NLR did not meet with problems as a result of being published in the

West, since it was internationalist in its concept, in its view of

the world. The "new" NLR admits from the outset its character as a

thoroughly provincial publication, since such a journal is of

interest to no-one apart from a few hundred former radicals scattered

around god-forsaken American university campuses. The "old" NLR had

something to teach us non-Western leftists, since it represented

everything that was best in radical European and American culture. In

this sense, the more Anglo-Saxon the journal was, the more

interesting we in other countries found it. The "renewed" NLR, to

judge from Perry's editorial, will scarcely be able to offer us

anything apart from a retelling, "in its own words", of the articles

in the Economist and the Wall Street Journal. But why do we need a

retelling, when we can have the original? Politically correct

multicultural discourse has nothing in common with a dialogue between

cultures. I have no interest in reading a British journal in order to

find out the attitude of a fashionable French critic to the modern

Chinese cinema. This does not mean that the cinema is unimportant, or

that the sociology of culture is uninteresting. The point is simply

that there are dozens of journals in English that analyse these

matters better, in more detail, more professionally, and most

important, without political-intellectual intermediaries.
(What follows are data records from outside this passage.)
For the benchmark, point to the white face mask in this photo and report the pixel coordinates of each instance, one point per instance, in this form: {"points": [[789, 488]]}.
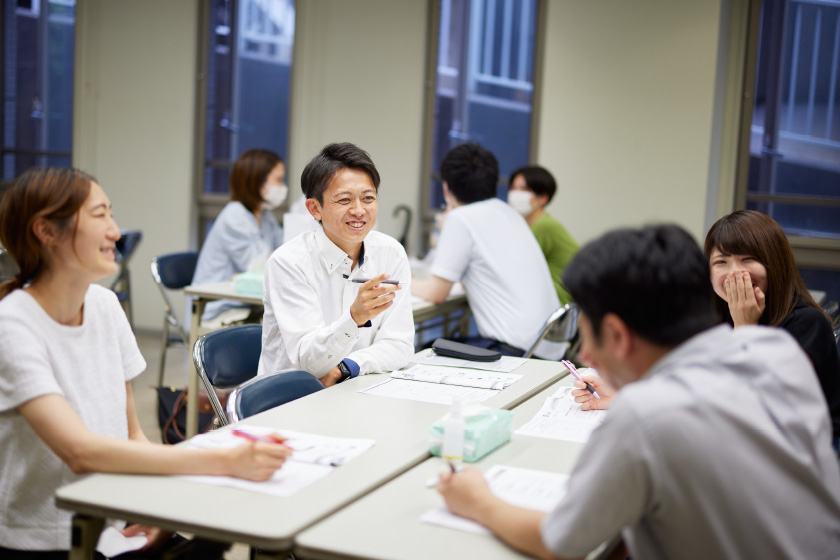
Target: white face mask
{"points": [[521, 201], [275, 196]]}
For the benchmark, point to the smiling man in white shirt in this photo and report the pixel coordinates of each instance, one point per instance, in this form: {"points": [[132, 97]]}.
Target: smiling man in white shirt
{"points": [[318, 316]]}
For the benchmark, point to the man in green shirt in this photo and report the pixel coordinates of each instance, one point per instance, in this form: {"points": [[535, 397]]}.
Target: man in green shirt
{"points": [[531, 189]]}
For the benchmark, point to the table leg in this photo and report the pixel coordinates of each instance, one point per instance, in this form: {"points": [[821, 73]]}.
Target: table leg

The "old"

NLR was an international journal of modern Marxist theory and

political analysis, a meeting-place for socialist intellectuals. From

Perry's point of view, this project is dead. Millions of people think

differently. This, however, is not the point; one person can be

right, while millions are mistaken. The point is different: why do we

need New Left Review, when the editor himself has cheerfully and

triumphantly buried the original project? If Perry Anderson felt the

need for a new journal with a thrust different from the earlier NLR,

it would have been more honest for him simply to have shut down the

former publication and to have begun a new one. I am reluctant to

think that the main reason for keeping the title was a wish to hold

onto a familiar brand name. But in acting as he did, Anderson

consciously or unconsciously dealt a profound personal affront to

large numbers of people whose political and intellectual positions

took shape under the influence of New Left Review. By transferring

the old name to a new journal, Perry stole a part of our common past,

of our shared history. This can no longer be forgiven. It is good

that the design and numbering have been changed; here, Anderson has

shown his professional honesty. For substantial numbers of authors

and readers, this will act as a signal. A familiar, well-loved

journal no longer exists. It has died, or more precisely, its own

parents have killed it. The new journal can seek new readers for

itself - among the subscribers to the Wall Street Journal.